To revisit Slouching towards Bethlehem and The White Album, in the paperback editions just released by 4th Estate, is to read an old up-to-the-minute relevance renewed. Inside these essays, the coming revolution feels neither terrifying nor exhilarating but familiar – if you are a reader of Joan Didion, you have been studying it all your life. Read ‘Comrade Laski, C.P.U.S.A. (M.-L.)’ and see if you do not recognise the man in the modern scene. ‘Actually I was interested not in the revolution but in the revolutionary.’ Where things are moving too fast she fixes a focal point. She captures the way the language becomes more memetic, more meaningless just as the ground begins to swell under the feet – as if the herd, sensing some danger, must consolidate its responses. Her adept turn to political writing in the 1980s and 1990s showed the same prescience; if you are tuned to where the language goes strange, you will anticipate the narrative they’re going to try to sell you.

She herself is now powerful, runs the criticism. There is a danger in her, and it is the same danger she suggests in ‘Some Dreamers of the Golden Dream’: that the stories first tell us what it was like, and then they tell us how to live. Like the desert, she imposes a style. ‘Our favourite people and our favourite stories become so not by any inherent virtue, but because they illustrate something deep in the grain, something unadmitted.’

There is something to this. Her essays take place, for many people, in some innermost hotel room.
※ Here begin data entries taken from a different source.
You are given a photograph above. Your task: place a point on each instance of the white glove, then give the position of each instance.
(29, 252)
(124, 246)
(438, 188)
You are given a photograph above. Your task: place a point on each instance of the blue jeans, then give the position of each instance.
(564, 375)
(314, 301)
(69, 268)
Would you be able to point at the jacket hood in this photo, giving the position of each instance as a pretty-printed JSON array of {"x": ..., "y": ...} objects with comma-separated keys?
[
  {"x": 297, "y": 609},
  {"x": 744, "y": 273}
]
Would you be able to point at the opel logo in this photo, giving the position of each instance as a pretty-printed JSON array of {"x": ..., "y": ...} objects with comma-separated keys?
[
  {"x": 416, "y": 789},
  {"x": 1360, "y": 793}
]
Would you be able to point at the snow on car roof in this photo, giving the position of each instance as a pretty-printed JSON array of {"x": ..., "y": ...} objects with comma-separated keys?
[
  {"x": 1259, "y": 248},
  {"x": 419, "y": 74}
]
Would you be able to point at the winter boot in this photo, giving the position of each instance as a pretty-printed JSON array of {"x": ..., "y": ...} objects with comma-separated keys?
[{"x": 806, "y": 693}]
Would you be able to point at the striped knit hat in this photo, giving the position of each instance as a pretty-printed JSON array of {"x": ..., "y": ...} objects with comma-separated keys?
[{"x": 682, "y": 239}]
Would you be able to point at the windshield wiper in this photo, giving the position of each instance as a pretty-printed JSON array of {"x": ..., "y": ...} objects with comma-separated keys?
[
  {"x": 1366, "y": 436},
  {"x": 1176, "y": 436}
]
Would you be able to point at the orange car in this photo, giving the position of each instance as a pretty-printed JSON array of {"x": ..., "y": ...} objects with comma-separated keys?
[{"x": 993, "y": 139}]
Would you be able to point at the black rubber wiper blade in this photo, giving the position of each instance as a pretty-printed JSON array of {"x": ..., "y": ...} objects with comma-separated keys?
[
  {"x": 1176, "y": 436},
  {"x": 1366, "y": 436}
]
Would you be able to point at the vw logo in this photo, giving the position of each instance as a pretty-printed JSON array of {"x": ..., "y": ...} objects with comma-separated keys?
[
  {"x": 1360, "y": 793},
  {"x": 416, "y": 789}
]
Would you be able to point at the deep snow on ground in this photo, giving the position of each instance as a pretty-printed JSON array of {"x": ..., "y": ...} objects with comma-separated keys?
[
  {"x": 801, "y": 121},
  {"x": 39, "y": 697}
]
We are there as she unpacks the items on her iconic list, sets the bottle of bourbon on the desk, calls home to check the time, lies down in the dark when the aura comes. Why are we closer to her? Why do we feel, along with her, the shaking of the hand narrowing down and down to the steadiness of the pen? A peculiarity of my own: among all her books, I had not read The Year of Magical Thinking, because my own husband, whom I married very young, on whom I depend and in whom I store half of my information, has a family history of heart attacks – to be more specific, the men on his father’s side all drop dead in their homes at the age of 59. ‘As long as I don’t read it,’ I often thought to myself, and thought no further, though I kept the book on a low shelf. Whenever the swimming-pool colour of the spine caught my eye I saw a kitchen, and a telephone on the wall with a long curling cord, and my own hands not knowing what to do. ‘As long as I save it, against that day.’

This is personal, but we have seen both the deep personal and the wide diagnostic in her, it is all tied together: South and West, the fracturing 1960s, a line of ancestry across the country. The earth rucking up like a dress bought where, bought when. The wagon train and the plane rides of the sentences. Someone’s on track. The assay scales and the choosing of the words. Her grandfather a geologist, herself a seismograph, her daughter sobbing ‘Let me be in the ground.’ The cowboy and the one who strides beside him, the Broken Man, the childhood bogeyman Quintana and she so feared. These things are together in our reading. Through long investigation into fracture she has brought them together, and somehow we are there in the centre of her thinking, in the place where she is working it all out. We are told it does not hold. It holds.

Perhaps she promises that synthesis, even of a time like this, is still possible. ‘I went to San Francisco because I had not been able to work in some months, had been paralysed by the conviction that writing was an irrelevant act, that the world as I had understood it no longer existed.’ Perhaps she offers the feeling that if you write the facts down, the facts might somehow remain standing at the end, after the end. There is a small, unobtrusive reporter in the corner. She has outlasted everything else.

Other observations are there. She sounds, at times, as if a huge crow is about to land on her right shoulder. She breathes the Santa Ana instead of the air. It would be possible to write a parody of her novels called Desert Abortion – in a Car. Possible, but why? The best joke you could make wouldn’t touch her. Not the solidity of what she has done, which can be leaned against like John Wayne. Which, for all the claims of its paranoia, dislocation, fragility offers what none of her critics would ever suspect: an assurance of thereness, of hereness, of that good strong frame. Rest.